Body and Soul
Airing in 1995, the second Alien Nation made-for-TV movie finds Detectives Sikes and Francisco at the heart of an investigation involving a possible human-Tenctonese hybrid. The mysterious being, a frail and silent young female, comes into police custody just before a large and brutish Tenctonese male is arrested for causing a disturbance at the police station. While Dr. Cathy Frankel (Terri Treas), Sikes’ Tenctonese girlfriend and a friend of the Franciscos, struggles to verify the girl’s origin, Sikes and Francisco begin to realize that she and the brutish male may both be the product of genetic experiments conducted in a sector of the Tenctonese slave-ship thought to have been destroyed in the crash. Moreover, a government cover-up may be allowing such experiments to continue, and Sikes and Francisco set out to uncover the truth and bring those responsible for these experiments to justice.
As with its predecessor, Body and Soul delivers an adequately intriguing and eventful plot, but it is more notable for its social commentary, which focuses on a narrower range of issues than that of Dark Horizon does. Of course, underlying the commentary is still some of the expected tension between the clashing human and alien cultures, but the social commentary of Body and Soul emphasizes the ever-popular topic of sex.
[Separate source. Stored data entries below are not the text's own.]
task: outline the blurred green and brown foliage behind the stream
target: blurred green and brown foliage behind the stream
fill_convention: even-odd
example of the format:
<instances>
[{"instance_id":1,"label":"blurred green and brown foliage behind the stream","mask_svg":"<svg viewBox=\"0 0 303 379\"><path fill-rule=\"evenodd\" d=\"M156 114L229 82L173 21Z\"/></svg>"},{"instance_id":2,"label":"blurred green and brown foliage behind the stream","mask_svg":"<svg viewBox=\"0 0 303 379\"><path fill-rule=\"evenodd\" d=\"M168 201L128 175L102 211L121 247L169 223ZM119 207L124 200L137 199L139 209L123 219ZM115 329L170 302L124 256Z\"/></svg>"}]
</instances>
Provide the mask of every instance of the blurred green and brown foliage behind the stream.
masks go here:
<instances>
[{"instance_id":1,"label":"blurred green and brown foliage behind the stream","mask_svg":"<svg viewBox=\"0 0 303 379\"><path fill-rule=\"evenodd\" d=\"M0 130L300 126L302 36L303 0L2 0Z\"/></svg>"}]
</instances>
And while I found the few sex scenes included to be a bit extraneous, the movie, overall, treats the topic appropriately.
When it leaks to local media that the police have a possible human-Tenctonese hybrid in custody, many outraged citizens, both human and Tenctonese, begin demonstrating outside the police station and local inter-species sex clinics, protesting inter-species relationships. And while the series often depicts Newcomers as more tolerant than humans, the portrayal of human and Tenctonese groups as equally upset and even violent makes the commentary particularly poignant.
Naturally, with the commentary of Body and Soul, the series’ creators extend the motif of tolerance for different cultures in order to address the sometimes-controversial topic of inter-racial relationships, using the inter-species relationship between Matt and Cathy to demonstrate the pressures that inter-racial couples often experience. Moreover, the intolerance of George’s son, Buck (Sean Six), for the Sikes-Frankel relationship also gives the series’ creators a medium through which they can address multiple facets of the issue. For example, Buck’s fear that the Tenctonese species might be diluted through crossbreeding provides a parallel to the legitimate fear that certain cultural traditions and customs might be lost or marginalized in inter-racial relationships.
However, the movie’s commentary does not address inter-racial relationships exclusively, as much of the commentary broaches more general issues related to sexuality and intimacy. For example, although the Sikes-Frankel relationship provides an appropriate example of an inter-species couple, the two must also deal with concerns about sexual intimacy that face every couple. So while the average couple does not need to attend an intimacy class because one of the partners could injure or even kill the other if their bodies are not in sync (in this case, the Tenctonese female can exert lethal force on her partner, whether he be Tenctonese or human, if he is uneducated about Tenctonese intimacy), the message that both partners should be well-informed in all areas of sexuality and that each should be extremely comfortable with and responsive to the other before engaging in sexual intimacy still holds true even in human relationships.
Finally, the movie even provides a little parenting advice in its commentary, encouraging parents to be open with their children and willing to honestly discuss sexuality with them, just as the Tenctonese (who do not have the same unease regarding sex as humans) traditionally do with their children.